There were 1,783 such visits from 2010 to 2012, a period monitored by military reform group Forces Watch. Targeting 83 per cent of all state schools, 35 per cent of visits were termed “careers-related” activities. Peace campaigners, concerned that the military targets young people with a sanitised version of war, have launched a petition to the Scottish Parliament urging that a more balanced approach is taken to military promotion in schools. This includes calls for guidance surrounding military visits, for political balance, and consulting parents on school activities with the armed forces.

That’s moderate, given UK military extremism. The UK has the youngest military recruitment age of any European country, at 16, and various school-based cadet units operate as military springboards for teenagers. Tory plans to expand school cadet units were rejected in Scotland, with an SNP source condemning the “cannon-fodder scheme”.

War, particularly in the context of the exploits the UK military is ordered to undertake, is a particularly sensitive political issue. It makes sense that the role of a soldier is presented to young people within a fair, wider context rather than through the propaganda lens of organisations that present conflict as glamorous.

When campaigners asked for similar changes in Wales and condemned disproportionately targeting poorer communities for recruitment, politicians described the military as a “unique career”. Enlistment is certainly unique. It brings the burden of fighting and potentially dying on behalf of the state. It brings the moral hazard of killing people or complicity in that killing, and complicity in the death of innocent people.

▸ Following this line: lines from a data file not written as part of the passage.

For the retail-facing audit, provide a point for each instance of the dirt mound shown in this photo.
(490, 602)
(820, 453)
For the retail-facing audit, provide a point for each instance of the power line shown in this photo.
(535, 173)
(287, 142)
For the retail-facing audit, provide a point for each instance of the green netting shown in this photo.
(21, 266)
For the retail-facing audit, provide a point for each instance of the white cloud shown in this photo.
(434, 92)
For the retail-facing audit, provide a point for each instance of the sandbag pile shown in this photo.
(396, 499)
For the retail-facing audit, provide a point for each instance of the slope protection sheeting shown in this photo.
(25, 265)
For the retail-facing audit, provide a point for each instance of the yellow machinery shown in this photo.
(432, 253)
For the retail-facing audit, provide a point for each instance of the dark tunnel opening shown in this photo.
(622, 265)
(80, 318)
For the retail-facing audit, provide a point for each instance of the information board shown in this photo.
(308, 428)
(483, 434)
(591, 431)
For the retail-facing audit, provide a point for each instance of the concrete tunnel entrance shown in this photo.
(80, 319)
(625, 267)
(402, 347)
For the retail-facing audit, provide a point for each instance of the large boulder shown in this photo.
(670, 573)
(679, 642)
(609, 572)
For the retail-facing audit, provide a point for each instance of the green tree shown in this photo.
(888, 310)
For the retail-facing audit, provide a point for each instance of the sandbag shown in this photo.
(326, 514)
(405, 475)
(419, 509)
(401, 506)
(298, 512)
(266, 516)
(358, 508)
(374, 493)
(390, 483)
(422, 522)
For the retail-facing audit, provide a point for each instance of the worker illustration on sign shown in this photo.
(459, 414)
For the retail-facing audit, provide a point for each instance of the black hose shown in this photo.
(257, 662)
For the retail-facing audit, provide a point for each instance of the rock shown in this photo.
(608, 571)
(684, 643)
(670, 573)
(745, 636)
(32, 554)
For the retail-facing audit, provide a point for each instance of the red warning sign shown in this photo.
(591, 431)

If we can pontificate on the need for “active learning” in schools or on the need to teach children how to cooperate rather than fight, then the chaos, violence and complexity of war cannot be dodged to preserve an illusion of Ministry of Defence kindheartedness.

Schools have a duty of care, and that extends to the nature of career advice and which organisations are granted access to influence the education system. Recent history provides a warning about welcoming the UK military into schools, unless the purpose is to educate and debate the avoidance of such folly.

All those who fought in Afghanistan and Iraq, however noble their intent, were complicit in mass murder – and the occupation and brutalisation of those nations. And they were victims: discarded by an uncaring political establishment which failed to provide the basic kit for brutal desert warfare. Ex-soldiers are abandoned to post-traumatic stress, to homelessness and to suicide.

The intensity and futility of that suffering suggests the military can no longer be promoted so easily in institutions dedicated to learning – at least while the military and UK foreign policy remains as it is.

Could the same accusation be levied at other careers? The tobacco industry, due to its immorality regarding its health impact, is unlikely to be cheered into school employment events. The arms trade, corporate fossil fuel companies or exploitative banks bring their own complications. Yet the perpetual violence of the UK military sets it apart.

One day “punching above our weight”, to quote a myriad of cloned Unionist politicians, will end. The military, free from rusty colonial shackles, can serve a reformed purpose as the last resort of defence and in global peacekeeping.

The clearest template for a future Scottish Peace Force is in Ireland. Irish peacekeepers, alongside the UN, have contributed to peace and security in Lebanon for almost 40 years. Irish naval vessels saved hundreds of refugees from drowning in the Mediterranean in the last year. There is much to learn from such examples.

Of course an honest approach to the military in schools is no cure for all. The Quakers and Forces Watch, with their petition, have focused on a tiny improvement in transparency and scrutiny. It’s a small step but I hope they succeed and the public backs their petition. The issues it raises are far wider.

How, despite our rigged economy, can schools prepare young people for the financial and moral dilemmas they will face in employment? How can we transition from a society too complacent about war towards a country that strives for peace? Ultimately we must because it is our children that will live with the consequences if we fail.